The council and the European Parliament’s reading of EU law is that the commission was “obliged” to reinstate visas pending their votes.

The commission instead asked them to “take a position”, by 12 July, on how to proceed.

The commission’s reading is that if there’s a negative position, it doesn’t have to adopt the visa reinstatement.

'One option is to do nothing'

“The wiggle room is that the regulation requires us to take external relations into account, and so it may be that we don't indeed [adopt the visa act],” an EU source said.

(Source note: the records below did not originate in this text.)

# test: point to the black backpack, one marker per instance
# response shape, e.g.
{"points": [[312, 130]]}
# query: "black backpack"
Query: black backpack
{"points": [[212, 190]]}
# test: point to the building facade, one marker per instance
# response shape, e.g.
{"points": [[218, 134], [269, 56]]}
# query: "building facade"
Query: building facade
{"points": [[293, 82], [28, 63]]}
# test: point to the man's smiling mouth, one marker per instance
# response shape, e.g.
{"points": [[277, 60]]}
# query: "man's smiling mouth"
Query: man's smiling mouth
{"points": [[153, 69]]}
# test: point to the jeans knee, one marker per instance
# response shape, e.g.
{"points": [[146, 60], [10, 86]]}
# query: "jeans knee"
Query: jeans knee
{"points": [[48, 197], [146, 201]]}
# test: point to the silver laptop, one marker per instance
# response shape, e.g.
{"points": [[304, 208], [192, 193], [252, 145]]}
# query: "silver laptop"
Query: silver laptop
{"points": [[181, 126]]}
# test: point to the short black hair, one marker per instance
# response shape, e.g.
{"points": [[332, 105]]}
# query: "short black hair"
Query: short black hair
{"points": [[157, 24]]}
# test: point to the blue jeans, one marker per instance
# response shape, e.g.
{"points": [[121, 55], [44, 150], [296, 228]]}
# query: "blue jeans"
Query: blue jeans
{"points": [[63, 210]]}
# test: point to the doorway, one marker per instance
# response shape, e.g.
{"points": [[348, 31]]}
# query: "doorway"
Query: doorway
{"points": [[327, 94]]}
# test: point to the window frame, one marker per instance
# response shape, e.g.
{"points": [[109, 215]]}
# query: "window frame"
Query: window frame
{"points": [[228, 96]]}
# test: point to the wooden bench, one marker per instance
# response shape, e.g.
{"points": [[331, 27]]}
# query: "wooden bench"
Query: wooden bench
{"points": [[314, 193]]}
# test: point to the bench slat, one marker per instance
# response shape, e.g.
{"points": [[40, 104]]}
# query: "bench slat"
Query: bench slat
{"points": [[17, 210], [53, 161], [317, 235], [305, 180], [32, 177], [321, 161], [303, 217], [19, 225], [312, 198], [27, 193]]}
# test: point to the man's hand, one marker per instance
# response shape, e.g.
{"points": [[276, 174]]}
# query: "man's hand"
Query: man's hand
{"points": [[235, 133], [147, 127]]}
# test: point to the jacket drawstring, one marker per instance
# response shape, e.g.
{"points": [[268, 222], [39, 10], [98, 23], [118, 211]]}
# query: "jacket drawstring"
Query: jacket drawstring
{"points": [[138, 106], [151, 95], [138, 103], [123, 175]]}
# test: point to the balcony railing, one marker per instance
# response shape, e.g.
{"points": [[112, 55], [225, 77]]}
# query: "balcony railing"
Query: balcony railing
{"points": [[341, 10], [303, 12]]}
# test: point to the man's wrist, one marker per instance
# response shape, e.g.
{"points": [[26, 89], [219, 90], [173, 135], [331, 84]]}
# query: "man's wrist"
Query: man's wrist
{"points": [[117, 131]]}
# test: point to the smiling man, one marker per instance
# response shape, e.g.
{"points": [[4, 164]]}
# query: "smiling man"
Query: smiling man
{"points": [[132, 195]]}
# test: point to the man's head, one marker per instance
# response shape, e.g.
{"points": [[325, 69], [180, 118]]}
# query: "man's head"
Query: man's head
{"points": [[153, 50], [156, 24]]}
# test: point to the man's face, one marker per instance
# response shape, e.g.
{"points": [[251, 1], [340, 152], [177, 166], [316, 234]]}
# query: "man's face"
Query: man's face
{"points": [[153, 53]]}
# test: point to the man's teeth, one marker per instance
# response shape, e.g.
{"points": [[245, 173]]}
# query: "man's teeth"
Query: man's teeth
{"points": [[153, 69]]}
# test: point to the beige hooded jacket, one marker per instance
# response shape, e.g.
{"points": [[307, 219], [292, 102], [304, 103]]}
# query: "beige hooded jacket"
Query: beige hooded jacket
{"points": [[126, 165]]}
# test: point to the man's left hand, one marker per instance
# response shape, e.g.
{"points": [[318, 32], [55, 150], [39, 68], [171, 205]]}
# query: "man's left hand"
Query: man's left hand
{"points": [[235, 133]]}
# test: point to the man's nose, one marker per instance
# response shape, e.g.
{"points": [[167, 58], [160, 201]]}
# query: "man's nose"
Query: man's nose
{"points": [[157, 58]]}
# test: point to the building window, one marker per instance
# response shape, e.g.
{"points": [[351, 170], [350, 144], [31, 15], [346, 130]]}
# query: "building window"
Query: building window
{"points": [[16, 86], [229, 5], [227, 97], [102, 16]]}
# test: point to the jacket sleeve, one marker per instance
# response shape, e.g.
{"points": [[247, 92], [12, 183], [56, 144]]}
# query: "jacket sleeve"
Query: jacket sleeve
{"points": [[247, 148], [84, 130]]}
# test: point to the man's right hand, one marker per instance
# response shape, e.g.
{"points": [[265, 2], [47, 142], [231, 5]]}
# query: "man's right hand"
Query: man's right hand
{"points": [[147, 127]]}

It angered Bulgarian and Romanian diplomats. It also angered MEPs and caused confusion in the council.

The centre-right Spanish MEP who co-wrote the relevant EU visa law, Augustin Diaz de Mera, was “frightening” in his criticism in a committee hearing on Wednesday (20 April), an parliament source said.

All the big groups, except the conservative British-led ECR i, accused the commission of dirty tricks.

The parliament contact said no one knows what “a position” is because “it’s a totally new thing that the commission came up with.” They said MEPs might take it to mean a vote on a non-binding resolution or they might ignore it.

“One option is to do nothing. We could refuse to reply,” the contact said.

An EU diplomat said the council hasn’t set a date for initial talks. Asked whether EU states would vote on their “position” or adopt a statement by unanimity, he said: “I don’t know … the commission hasn’t followed normal procedure.”